"Ride for Dad."

"How'd you like to go East to school?"

"Nothing doing! I've got more education now than I'll need as a rancher."

"Well, I guess that's not particularly so," said Peter. "I was thinking—you know I'm alone in the world—that I might help you out if you had any leaning toward college or a profession."

"Ranching is good enough for me, thank you all the same, Peter."

For some moments Peter did not speak again. Coyotes wailed in the peaks above them. The moon showed more of its golden face.

"Does your father ever talk to you about your own mother, Doug?"

"No; I quit asking him questions years ago. Peter, all I know about my mother is that her name was Esther, that the smallpox wiped her folks out, and that they owned the north half of our ranch. There's an old photograph of her in Dad's bureau drawer. She was awful pretty."

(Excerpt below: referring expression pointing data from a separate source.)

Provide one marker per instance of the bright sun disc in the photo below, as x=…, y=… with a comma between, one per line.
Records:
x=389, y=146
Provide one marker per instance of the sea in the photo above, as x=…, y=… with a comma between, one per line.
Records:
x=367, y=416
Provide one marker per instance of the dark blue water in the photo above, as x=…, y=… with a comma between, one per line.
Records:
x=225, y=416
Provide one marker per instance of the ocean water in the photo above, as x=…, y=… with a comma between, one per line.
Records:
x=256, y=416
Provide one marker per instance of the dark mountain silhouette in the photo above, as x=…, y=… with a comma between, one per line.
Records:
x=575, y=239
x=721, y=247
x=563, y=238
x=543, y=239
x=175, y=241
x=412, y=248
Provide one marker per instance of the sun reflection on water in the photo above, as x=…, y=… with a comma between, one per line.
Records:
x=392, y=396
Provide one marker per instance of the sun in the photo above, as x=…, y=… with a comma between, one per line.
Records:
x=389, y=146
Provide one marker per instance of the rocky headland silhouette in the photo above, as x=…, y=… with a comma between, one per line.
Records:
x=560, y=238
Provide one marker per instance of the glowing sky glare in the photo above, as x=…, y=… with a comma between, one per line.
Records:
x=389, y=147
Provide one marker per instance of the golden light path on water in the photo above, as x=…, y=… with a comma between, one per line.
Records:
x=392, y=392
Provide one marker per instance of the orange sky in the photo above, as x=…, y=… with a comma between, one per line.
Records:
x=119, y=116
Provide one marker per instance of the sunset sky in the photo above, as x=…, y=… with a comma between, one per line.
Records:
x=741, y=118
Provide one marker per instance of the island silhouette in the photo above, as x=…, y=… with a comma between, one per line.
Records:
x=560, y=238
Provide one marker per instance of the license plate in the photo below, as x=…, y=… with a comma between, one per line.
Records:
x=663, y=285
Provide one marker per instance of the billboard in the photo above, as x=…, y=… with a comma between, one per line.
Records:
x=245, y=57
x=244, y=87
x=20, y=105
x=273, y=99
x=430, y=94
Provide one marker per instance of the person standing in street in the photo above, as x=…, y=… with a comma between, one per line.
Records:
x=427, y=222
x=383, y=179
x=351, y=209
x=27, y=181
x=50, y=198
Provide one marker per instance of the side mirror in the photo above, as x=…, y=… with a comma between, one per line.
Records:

"She was more than that, Doug! I knew her well. You see, I'm the only man in the valley that's a stranger, as you might say. I've only lived here twenty years. So I could appreciate your mother more than the natives. I came here a roundabout way from Boston. So did your mother's folks, about forty-five years ago. She looked as Yankee as her blood, thin and delicate, with a refined face. And all the coarse work women have to do in Lost Chief didn't coarsen her."

"How do you mean, coarse work?" asked Doug.